Well I guess I meant market level show wether and our fist show isn't until October but our majors don't really start until January - march 


Sent from my iPhone using Goat Forum


----------



## BCG (Jun 30, 2012)

I would say a lot of exercise is in this goats future if you want him right for January shows.


----------



## midlothianffa (May 5, 2013)

Yes definitely the good thing is he already has a bit of natural muscling 


Sent from my iPhone using Goat Forum


----------



## BCG (Jun 30, 2012)

Love to see a few pics when you get a chance.


----------



## midlothianffa (May 5, 2013)

I can try to get some tomorrow he needs shaved to see what muscling he does have that and he doesn't brace a whole lot 


Sent from my iPhone using Goat Forum


----------



## midlothianffa (May 5, 2013)

Still in the process of halter breaking so he was being a butt when trying to get him set up and he was peeing on the profile pictures but feel free to critique him

Sent from my iPhone using Goat Forum


----------



## springkids (Sep 12, 2013)

I can not critique for you...but he looks nice to me. I love his coloring!!!!


----------



## midlothianffa (May 5, 2013)

springkids said:


> I can not critique for you...but he looks nice to me. I love his coloring!!!!

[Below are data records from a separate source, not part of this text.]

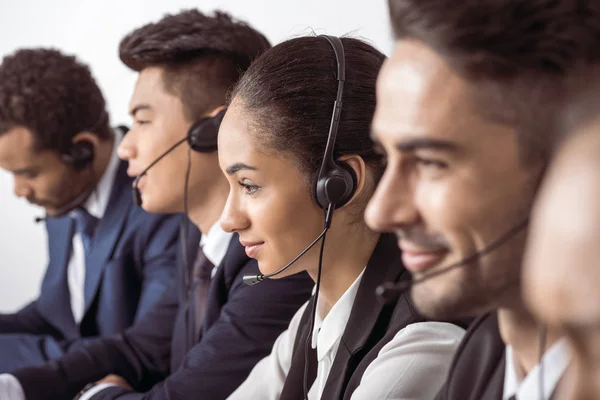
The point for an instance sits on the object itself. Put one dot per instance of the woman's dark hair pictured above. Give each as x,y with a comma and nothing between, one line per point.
53,95
518,54
289,94
202,56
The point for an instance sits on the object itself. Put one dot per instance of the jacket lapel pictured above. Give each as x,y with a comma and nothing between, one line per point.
384,265
234,260
107,233
55,300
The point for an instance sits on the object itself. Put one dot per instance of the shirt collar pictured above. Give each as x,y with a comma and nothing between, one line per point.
329,330
98,201
215,244
555,361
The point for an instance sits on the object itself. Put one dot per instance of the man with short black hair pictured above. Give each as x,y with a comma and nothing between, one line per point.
109,260
466,114
210,329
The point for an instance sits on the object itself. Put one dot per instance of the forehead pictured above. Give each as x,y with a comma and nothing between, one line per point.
150,90
419,94
235,143
17,148
239,144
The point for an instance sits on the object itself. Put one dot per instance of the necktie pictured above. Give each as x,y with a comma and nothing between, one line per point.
85,224
202,275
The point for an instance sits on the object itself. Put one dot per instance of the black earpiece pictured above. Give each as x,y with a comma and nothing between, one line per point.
336,182
202,136
80,155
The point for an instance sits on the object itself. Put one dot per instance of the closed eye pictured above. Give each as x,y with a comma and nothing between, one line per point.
249,188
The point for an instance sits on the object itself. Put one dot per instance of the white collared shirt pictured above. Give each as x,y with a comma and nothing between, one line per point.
413,365
95,205
555,362
327,334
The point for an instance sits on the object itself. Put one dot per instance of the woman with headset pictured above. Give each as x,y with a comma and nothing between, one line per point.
296,150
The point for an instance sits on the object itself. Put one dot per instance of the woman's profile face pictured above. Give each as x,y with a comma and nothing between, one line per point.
270,203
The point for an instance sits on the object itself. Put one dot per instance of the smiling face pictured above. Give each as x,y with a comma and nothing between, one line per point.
159,123
454,183
270,203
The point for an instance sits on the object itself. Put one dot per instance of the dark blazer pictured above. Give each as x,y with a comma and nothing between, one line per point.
477,371
370,327
130,267
239,328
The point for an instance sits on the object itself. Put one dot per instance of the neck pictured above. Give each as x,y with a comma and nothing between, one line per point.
519,329
344,258
205,212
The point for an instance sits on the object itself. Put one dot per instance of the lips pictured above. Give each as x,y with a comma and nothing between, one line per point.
252,248
419,260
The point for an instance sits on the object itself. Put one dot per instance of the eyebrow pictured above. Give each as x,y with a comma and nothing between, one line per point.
24,171
232,169
425,143
137,108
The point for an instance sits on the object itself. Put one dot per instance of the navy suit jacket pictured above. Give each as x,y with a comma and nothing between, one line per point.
130,267
240,326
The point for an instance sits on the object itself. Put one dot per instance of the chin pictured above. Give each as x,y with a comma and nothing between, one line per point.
271,267
447,299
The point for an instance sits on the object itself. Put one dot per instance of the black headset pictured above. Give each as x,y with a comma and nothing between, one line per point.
80,155
202,136
336,181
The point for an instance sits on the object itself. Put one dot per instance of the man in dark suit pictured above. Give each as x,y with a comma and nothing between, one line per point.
109,261
208,331
467,112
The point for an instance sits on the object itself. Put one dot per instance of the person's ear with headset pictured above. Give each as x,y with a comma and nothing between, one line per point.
296,150
55,153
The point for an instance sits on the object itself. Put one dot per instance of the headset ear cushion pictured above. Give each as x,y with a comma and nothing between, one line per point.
350,179
202,136
80,155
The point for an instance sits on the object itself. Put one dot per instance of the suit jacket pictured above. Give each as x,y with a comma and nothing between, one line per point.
477,371
371,326
239,328
130,267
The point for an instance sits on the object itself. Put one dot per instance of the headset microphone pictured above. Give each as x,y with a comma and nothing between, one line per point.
251,280
390,291
137,195
201,137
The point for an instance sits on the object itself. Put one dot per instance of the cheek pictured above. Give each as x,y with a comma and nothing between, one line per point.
289,222
443,206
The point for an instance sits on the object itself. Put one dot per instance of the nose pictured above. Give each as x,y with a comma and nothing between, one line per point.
233,218
392,206
21,189
126,150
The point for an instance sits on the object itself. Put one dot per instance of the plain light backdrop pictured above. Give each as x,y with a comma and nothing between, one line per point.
91,30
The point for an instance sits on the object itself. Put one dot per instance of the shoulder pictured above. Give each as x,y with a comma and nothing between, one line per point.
477,359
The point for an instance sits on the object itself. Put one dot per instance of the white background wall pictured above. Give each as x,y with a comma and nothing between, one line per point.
92,30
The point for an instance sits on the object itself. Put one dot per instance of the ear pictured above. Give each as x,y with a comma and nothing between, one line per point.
88,137
357,164
216,111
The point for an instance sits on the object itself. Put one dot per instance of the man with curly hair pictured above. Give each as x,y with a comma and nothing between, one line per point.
109,260
207,333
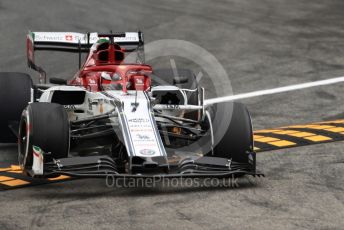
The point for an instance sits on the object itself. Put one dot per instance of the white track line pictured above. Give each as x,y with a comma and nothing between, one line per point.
274,91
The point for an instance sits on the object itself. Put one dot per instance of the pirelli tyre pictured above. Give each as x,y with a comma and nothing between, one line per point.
46,126
182,78
15,94
236,141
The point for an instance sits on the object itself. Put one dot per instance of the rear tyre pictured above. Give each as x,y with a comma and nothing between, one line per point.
46,126
236,142
15,94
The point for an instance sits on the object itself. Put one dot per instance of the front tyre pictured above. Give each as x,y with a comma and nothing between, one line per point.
15,94
236,143
44,125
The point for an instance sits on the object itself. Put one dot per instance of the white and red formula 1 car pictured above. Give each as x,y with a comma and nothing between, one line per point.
112,118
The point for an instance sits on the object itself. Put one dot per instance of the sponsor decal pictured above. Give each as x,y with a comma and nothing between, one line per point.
69,37
138,120
142,137
89,113
168,106
92,81
37,152
147,152
69,107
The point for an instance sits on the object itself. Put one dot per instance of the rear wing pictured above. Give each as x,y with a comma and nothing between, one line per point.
77,43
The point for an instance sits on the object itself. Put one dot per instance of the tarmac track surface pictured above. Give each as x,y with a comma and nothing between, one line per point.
261,44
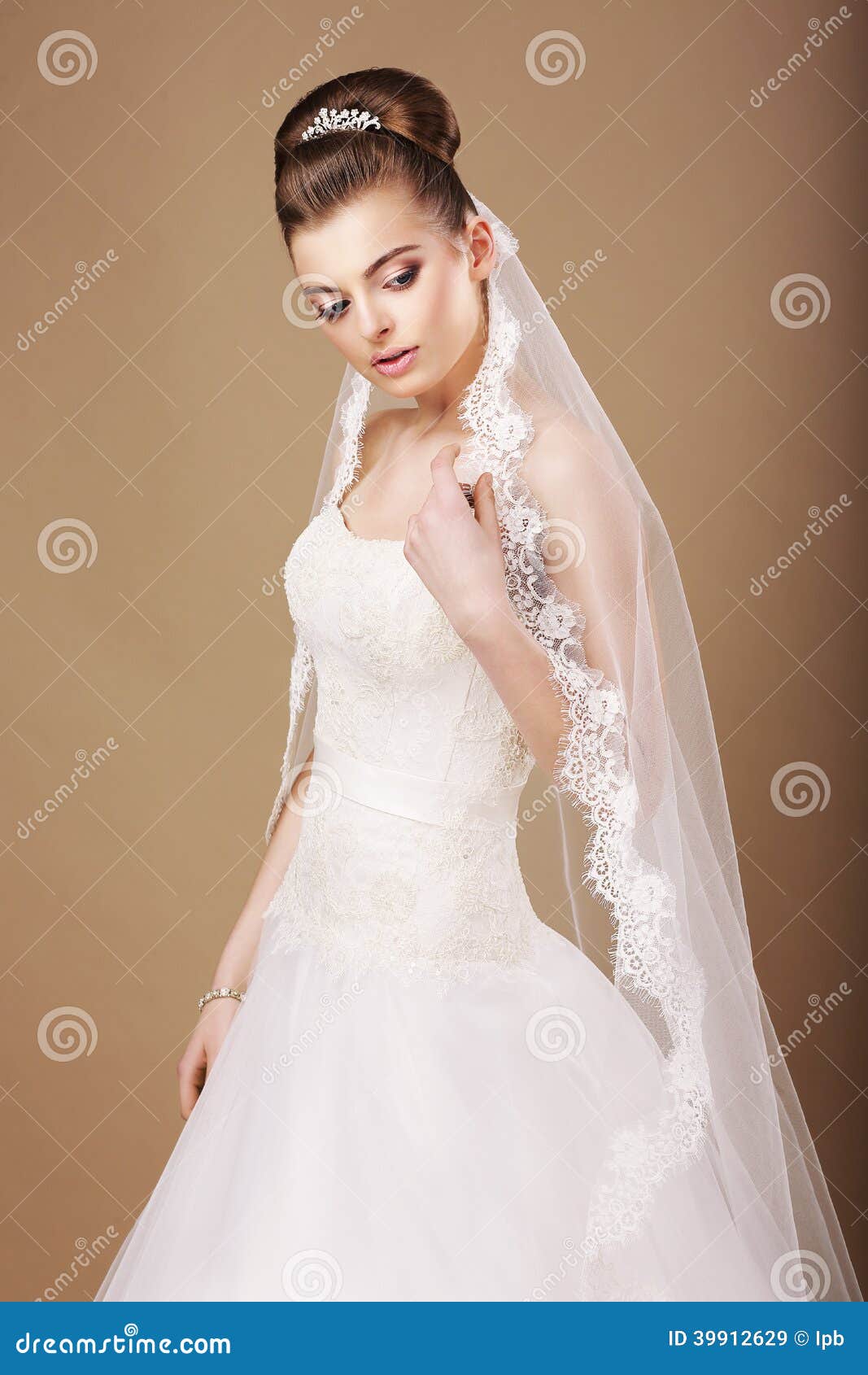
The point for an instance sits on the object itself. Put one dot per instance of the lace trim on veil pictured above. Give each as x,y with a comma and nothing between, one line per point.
591,771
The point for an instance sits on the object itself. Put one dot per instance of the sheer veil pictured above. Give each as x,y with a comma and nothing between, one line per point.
640,791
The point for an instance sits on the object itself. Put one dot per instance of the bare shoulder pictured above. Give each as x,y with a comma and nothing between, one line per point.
561,456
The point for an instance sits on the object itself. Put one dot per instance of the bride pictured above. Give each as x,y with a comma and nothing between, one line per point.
403,1084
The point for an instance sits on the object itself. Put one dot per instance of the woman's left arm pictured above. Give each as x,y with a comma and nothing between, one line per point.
458,556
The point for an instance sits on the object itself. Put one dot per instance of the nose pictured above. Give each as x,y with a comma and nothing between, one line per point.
374,326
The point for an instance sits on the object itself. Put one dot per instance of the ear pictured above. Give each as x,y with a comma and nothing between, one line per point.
480,248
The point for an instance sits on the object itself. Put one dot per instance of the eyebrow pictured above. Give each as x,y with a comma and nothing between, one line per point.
369,271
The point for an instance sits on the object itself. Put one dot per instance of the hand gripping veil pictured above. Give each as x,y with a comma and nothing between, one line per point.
640,792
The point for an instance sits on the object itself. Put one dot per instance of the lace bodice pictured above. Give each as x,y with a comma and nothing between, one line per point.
408,847
395,683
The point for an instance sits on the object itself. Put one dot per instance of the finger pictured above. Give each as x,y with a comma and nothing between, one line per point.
443,470
191,1080
485,506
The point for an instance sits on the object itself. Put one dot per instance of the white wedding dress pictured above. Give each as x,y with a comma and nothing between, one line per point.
417,1096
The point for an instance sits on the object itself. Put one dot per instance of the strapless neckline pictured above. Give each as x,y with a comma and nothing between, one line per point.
360,539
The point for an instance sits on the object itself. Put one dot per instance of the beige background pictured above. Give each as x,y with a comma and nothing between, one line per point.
179,416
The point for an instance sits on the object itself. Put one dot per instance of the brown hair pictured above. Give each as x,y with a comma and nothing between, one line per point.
413,149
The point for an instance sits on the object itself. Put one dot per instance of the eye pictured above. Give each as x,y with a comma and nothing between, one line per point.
403,279
332,311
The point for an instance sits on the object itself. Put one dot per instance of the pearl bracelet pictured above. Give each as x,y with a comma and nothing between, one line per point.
220,993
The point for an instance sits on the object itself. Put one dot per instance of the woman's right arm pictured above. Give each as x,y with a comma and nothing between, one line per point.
237,960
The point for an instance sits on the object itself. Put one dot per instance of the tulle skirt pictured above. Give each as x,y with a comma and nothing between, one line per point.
360,1137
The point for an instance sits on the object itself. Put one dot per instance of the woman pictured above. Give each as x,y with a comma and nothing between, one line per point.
427,1092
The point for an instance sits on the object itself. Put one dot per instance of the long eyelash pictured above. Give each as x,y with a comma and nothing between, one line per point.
402,286
395,285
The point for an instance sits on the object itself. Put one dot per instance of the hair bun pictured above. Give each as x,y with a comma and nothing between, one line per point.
404,103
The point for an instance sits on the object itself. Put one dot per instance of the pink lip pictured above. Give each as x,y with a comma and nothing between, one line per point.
394,368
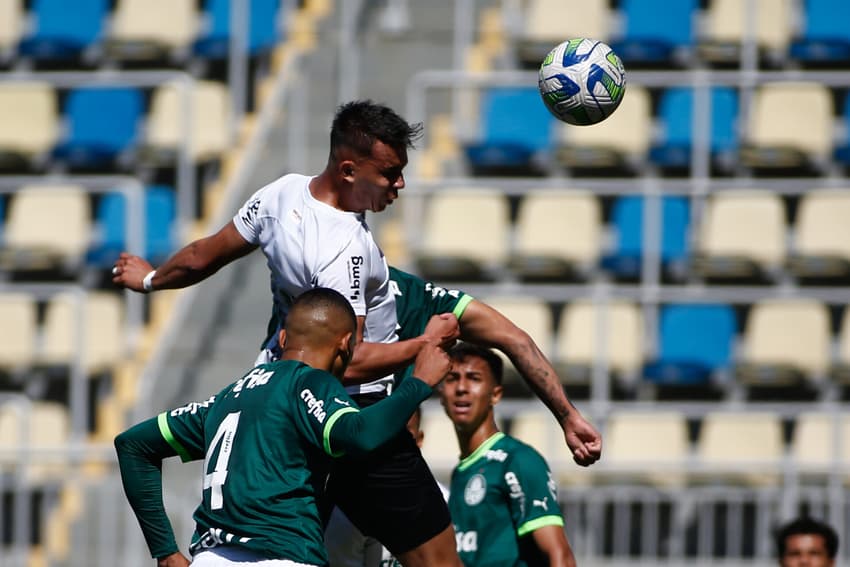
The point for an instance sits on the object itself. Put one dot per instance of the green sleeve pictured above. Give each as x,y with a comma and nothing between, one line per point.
141,450
357,432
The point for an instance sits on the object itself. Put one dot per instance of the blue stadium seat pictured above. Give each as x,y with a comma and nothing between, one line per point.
675,112
263,34
627,217
655,30
842,152
826,35
62,33
160,213
103,123
517,127
695,341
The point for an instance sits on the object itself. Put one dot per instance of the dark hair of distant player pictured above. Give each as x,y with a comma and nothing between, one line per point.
461,351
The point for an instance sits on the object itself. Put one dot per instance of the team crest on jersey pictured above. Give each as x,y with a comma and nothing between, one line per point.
476,488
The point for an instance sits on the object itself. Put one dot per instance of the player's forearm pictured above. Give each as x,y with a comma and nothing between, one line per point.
374,360
371,427
140,452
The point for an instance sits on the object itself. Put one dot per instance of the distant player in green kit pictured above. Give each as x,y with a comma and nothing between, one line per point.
267,441
502,497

Thanks & his mom has the same coloring except shes a paint

Sent from my iPhone using Goat Forum


----------



## springkids (Sep 12, 2013)

midlothianffa said:


> Thanks & his mom has the same coloring except shes a paint
> 
> Sent from my iPhone using Goat Forum


OOOhhhhhh, I bet she is a looker!


----------



## midlothianffa (May 5, 2013)

This is his mom we don't know who is dad is tho because the man we bought her from said he didn't know if his buck got to her or not but our buck didn't seem to interested when we brought her home either lol 














Sent from my iPhone using Goat Forum


----------



## BCG (Jun 30, 2012)

I'd say his weight is pretty good for his frame at this age. Good length of body, good feet and legs. Would like to see him opened up in his skeleton a bit more. Overall, a nice project.


----------



## midlothianffa (May 5, 2013)

BCG said:


> I'd say his weight is pretty good for his frame at this age. Good length of body, good feet and legs. Would like to see him opened up in his skeleton a bit more. Overall, a nice project.


Thanks

Sent from my iPhone using Goat Forum


----------